This was very close to a worst-case scenario: We spent months building this ERP system. All of our testing passed fine. ERP system went live and the dust is settling. Then, out of the blue, AX starts freezing up. Mostly, this was in the accounting screens. So, at least it only affected our most demanding users and not everybody.
When I went into one record in the AP journal, I would get this message: Cannot create a record in Number sequence list (NumberSequenceList). … The record already exists. On another record in AP, I could get into it, but when I clicked any buttons, AX Client would freeze. I had to kill the process to exit AX.
Things that were NOT wrong: I was the Admin, I was logged on the AOS machine, SQL Server was fine, all of the data was fine, not every screen was doing this (CRM was unaffected), this only was happening in one company, and I could not recreate the problem in the dev or test environments.
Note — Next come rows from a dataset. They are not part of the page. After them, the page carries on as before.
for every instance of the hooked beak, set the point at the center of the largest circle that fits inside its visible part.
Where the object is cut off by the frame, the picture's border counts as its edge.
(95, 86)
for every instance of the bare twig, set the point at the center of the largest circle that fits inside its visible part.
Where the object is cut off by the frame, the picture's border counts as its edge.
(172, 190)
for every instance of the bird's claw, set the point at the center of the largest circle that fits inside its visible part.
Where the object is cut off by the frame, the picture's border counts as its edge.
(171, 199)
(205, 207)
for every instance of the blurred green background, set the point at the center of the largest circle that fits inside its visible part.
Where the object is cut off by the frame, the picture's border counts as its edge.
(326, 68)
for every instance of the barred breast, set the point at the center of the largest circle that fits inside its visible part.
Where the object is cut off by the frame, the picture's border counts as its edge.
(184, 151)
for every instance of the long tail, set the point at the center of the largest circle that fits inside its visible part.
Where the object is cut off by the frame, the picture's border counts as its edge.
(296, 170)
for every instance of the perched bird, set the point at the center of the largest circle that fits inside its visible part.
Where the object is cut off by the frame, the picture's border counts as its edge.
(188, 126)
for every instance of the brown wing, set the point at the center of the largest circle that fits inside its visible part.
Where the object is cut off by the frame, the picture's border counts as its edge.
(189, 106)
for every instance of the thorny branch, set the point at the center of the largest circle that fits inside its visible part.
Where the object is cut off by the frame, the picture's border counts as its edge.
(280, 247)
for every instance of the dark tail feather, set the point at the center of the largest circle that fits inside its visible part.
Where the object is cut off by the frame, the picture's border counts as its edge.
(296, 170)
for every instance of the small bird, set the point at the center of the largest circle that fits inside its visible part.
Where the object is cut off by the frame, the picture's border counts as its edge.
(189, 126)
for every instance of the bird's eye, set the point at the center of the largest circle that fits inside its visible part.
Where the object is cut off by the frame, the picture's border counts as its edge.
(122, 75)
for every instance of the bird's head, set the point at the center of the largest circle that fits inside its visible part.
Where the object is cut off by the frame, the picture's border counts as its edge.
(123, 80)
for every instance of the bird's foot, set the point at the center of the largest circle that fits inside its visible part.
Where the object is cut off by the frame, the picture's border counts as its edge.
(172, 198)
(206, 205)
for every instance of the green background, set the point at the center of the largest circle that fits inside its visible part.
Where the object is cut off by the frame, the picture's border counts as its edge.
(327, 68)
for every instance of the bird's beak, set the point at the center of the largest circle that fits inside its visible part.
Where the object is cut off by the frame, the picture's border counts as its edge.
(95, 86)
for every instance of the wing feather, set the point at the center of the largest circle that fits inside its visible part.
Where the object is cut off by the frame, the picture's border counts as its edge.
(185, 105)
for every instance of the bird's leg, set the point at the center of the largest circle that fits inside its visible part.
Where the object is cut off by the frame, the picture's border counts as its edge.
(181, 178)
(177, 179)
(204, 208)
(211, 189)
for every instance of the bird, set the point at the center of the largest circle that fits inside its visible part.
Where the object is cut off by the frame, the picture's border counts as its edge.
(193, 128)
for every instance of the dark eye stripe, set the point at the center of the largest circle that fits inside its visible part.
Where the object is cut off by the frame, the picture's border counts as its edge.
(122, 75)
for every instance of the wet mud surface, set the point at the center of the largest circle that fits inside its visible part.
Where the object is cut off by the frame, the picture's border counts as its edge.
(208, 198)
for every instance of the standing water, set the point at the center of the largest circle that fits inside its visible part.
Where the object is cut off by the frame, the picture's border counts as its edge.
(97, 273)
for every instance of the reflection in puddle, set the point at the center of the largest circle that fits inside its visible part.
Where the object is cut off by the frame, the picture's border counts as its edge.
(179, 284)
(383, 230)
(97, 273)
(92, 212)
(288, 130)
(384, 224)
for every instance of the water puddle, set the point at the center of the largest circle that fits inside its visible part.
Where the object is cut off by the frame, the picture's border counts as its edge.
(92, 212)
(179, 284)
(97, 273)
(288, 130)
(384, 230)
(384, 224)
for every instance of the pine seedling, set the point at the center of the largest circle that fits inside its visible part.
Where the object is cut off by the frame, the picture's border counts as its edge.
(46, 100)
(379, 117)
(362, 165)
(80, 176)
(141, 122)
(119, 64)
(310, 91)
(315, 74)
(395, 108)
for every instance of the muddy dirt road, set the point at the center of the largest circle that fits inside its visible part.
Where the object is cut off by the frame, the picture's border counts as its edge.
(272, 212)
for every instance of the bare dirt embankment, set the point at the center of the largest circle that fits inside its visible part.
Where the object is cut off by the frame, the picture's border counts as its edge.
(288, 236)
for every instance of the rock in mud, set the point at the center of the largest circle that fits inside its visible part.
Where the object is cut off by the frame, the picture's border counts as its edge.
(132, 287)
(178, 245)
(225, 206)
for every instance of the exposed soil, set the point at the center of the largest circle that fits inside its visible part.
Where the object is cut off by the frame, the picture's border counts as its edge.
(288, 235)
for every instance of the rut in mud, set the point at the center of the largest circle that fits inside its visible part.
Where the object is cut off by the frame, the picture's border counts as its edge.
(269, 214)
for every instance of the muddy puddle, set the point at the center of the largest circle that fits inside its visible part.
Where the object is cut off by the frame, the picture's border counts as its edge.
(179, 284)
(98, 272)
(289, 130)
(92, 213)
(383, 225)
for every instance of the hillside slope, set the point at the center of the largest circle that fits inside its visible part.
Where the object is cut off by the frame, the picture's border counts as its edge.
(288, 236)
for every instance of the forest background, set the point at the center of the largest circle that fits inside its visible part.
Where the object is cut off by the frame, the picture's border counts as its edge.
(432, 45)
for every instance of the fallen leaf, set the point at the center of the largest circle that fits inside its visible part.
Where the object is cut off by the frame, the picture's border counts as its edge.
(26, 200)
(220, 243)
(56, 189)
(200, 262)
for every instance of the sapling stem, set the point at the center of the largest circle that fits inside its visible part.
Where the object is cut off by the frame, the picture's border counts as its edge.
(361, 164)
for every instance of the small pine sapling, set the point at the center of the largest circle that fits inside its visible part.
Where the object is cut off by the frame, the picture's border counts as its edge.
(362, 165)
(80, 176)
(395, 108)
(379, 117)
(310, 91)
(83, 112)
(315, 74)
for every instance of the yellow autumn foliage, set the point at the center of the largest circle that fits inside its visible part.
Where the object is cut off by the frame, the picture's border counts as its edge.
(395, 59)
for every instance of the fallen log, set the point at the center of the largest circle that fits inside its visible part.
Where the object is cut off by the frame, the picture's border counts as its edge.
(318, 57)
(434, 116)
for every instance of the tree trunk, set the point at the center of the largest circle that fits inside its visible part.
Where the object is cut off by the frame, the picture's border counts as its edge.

I tried viewing the following logs, which were no help: Windows Event Log, AX logs and SQL Logs.
Naturally, I started binging/googling the problem. I found an article from Paul Steynberg that sounded like he had similar problems. His advice didn’t solve my locking issue, but it did get me started down the right path.
It seems as if the table SysUtilElementsLog is some kind of table locking/latching mechanism that was added in AX 2009 (possibly for helping manage resources shared by load-balanced servers or something). This table contains a list of the tables (presumably, the ones that would have a lot of contention and would need to be managed via some locking scheme). The most popular tables on the list contained the highest numbers. I tried truncating the values (stop AOS, backup the db, set “UseCount =1” for all rows, start AOS). That seemed to help for me, but not the other users. #fail.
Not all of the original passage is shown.